Who: Globe arts reporter Geoff Edgers; his wife, Carlene Hempel; and their daughter, Lila, 7
What: Family camp
Where: Rindge, N.H.
I never liked camp much. As a kid, I remember sluggishly hot days, tomato soup, and archery. I wanted to be home playing baseball with my friends. As an adult, my attitude’s changed. Even if for one night, it’s nice to get away from the clogged Expressway and live under the sky.
Wildwood Family Camp, run by the Mass. Audubon Society in Rindge, N.H., offers three days of activities, meals, and that singalong spirit for roughly $200 a person. It’s all ages.
You stay in either a cabin or a cabin tent, a structure made up of canvas pulled over a wood platform. There’s a central bathhouse, meaning showers are possible. The food is standard camp fare: hamburgers, waffles, lasagna. The activity board is varied, from arts and crafts to kayaking and archery to fishing off the docks. (Lila caught her first fish one evening.
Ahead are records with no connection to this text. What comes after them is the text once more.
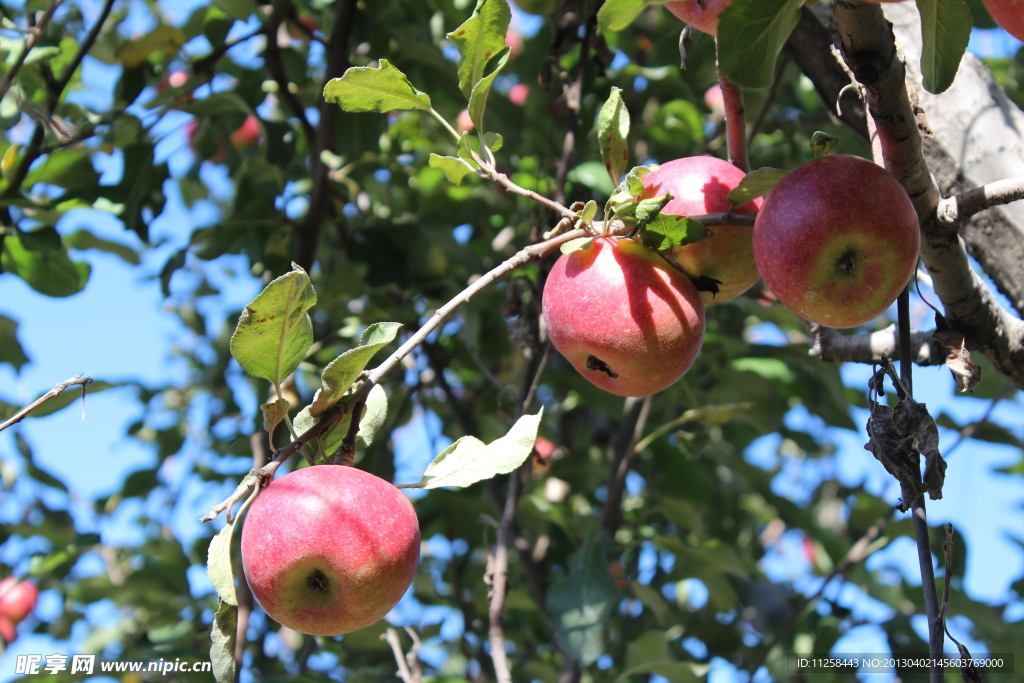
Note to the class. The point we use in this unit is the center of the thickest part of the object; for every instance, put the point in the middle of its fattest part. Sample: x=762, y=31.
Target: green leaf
x=478, y=40
x=619, y=14
x=273, y=413
x=478, y=100
x=380, y=89
x=10, y=349
x=579, y=244
x=667, y=231
x=222, y=637
x=612, y=131
x=945, y=30
x=454, y=167
x=218, y=559
x=274, y=331
x=51, y=272
x=751, y=33
x=469, y=460
x=822, y=142
x=581, y=601
x=240, y=9
x=83, y=240
x=341, y=372
x=756, y=183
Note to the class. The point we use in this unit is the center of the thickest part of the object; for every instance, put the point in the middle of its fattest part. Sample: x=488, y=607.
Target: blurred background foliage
x=729, y=521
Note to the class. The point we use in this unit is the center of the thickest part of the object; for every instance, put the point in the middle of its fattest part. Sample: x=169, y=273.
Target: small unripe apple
x=700, y=185
x=624, y=317
x=837, y=240
x=1009, y=14
x=329, y=549
x=17, y=598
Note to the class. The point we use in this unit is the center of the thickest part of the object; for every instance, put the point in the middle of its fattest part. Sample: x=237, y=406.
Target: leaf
x=617, y=14
x=612, y=131
x=579, y=244
x=52, y=272
x=274, y=331
x=222, y=637
x=380, y=89
x=666, y=232
x=966, y=372
x=341, y=372
x=478, y=100
x=83, y=240
x=10, y=349
x=273, y=413
x=822, y=143
x=756, y=183
x=218, y=558
x=469, y=460
x=454, y=167
x=581, y=601
x=945, y=30
x=751, y=33
x=478, y=40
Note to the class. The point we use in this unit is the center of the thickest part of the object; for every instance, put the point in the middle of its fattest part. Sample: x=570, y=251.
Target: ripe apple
x=1009, y=14
x=16, y=598
x=624, y=317
x=699, y=185
x=837, y=240
x=329, y=549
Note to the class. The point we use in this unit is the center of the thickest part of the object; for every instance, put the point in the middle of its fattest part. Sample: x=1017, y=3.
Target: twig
x=957, y=209
x=828, y=344
x=30, y=42
x=857, y=553
x=391, y=636
x=78, y=380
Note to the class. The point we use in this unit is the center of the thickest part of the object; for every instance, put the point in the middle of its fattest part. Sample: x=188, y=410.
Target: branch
x=30, y=42
x=78, y=380
x=956, y=210
x=828, y=344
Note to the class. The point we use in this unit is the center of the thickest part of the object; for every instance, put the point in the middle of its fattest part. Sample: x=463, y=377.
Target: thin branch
x=958, y=209
x=30, y=42
x=84, y=48
x=78, y=380
x=857, y=553
x=828, y=344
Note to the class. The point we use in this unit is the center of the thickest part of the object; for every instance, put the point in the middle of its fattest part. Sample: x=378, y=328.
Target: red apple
x=16, y=598
x=837, y=240
x=329, y=550
x=624, y=317
x=248, y=134
x=1009, y=14
x=699, y=185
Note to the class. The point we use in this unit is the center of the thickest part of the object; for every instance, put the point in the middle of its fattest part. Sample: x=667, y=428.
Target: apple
x=837, y=240
x=699, y=185
x=329, y=549
x=248, y=134
x=1009, y=14
x=16, y=598
x=627, y=319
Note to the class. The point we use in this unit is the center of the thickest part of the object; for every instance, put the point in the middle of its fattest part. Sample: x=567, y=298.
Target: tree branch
x=58, y=388
x=829, y=344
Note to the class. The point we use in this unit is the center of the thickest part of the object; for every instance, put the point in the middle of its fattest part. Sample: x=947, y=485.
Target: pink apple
x=701, y=185
x=16, y=598
x=837, y=240
x=329, y=549
x=624, y=317
x=1009, y=14
x=248, y=134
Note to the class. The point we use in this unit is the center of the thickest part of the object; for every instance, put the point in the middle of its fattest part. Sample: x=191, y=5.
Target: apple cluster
x=836, y=241
x=17, y=599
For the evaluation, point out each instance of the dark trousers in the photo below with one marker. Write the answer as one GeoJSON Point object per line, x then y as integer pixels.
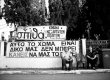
{"type": "Point", "coordinates": [64, 62]}
{"type": "Point", "coordinates": [91, 62]}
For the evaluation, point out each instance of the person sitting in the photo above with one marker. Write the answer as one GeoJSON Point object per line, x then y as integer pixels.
{"type": "Point", "coordinates": [66, 57]}
{"type": "Point", "coordinates": [91, 58]}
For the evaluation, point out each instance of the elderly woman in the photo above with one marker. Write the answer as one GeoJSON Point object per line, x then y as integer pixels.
{"type": "Point", "coordinates": [66, 59]}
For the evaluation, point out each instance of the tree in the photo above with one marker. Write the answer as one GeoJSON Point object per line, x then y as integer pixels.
{"type": "Point", "coordinates": [64, 12]}
{"type": "Point", "coordinates": [20, 12]}
{"type": "Point", "coordinates": [98, 14]}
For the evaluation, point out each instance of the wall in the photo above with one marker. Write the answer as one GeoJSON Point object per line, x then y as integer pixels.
{"type": "Point", "coordinates": [6, 62]}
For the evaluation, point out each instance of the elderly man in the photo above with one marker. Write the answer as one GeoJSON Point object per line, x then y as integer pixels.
{"type": "Point", "coordinates": [66, 59]}
{"type": "Point", "coordinates": [91, 58]}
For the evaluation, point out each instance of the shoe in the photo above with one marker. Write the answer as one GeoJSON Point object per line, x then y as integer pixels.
{"type": "Point", "coordinates": [94, 68]}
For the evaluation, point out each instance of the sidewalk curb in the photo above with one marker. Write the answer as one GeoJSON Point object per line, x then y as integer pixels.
{"type": "Point", "coordinates": [54, 71]}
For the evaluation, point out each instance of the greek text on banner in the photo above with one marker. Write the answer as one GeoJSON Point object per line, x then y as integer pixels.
{"type": "Point", "coordinates": [33, 49]}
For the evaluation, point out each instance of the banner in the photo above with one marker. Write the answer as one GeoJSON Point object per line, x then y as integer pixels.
{"type": "Point", "coordinates": [33, 49]}
{"type": "Point", "coordinates": [52, 32]}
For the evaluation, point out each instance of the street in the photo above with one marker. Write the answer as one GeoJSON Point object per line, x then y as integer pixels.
{"type": "Point", "coordinates": [93, 76]}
Her friend hooked one of the counselors, Wes, in the neck with a hook. Fear not, he was OK.)
Then there are the ropes. These activities are set high in the trees. It’s safe - you’re hooked into a rope to offer support in case you fall - but psychologically challenging. On the “Burma Bridge,’’ Carlene, Lila, and I took turns scurrying up a tree until we were about 35 feet up and walked a slightly thicker version of tightrope. After a slight pause, Lila scurried across as if she had joined the Flying Wallendas. She also conquered the Zip Line thanks to the encouragement of Luke, one of the counselors.
The real beauty of Wildwood is that you simply can’t be grumpy. The group dinners and campfires force you to check your city-inspired moodiness at the door. And while there’s a structure you can abide by, there’s also freedom to break away from the group. One afternoon, Lila and Carlene took a kayak out and read Harry Potter on the lake. I rowed my way out to them later after completing another high rope activity, the slightly insane “Leap of Faith,’’ which required climbing up a wobbly telephone pole to jump off and attempt to hit a ball suspended between two trees.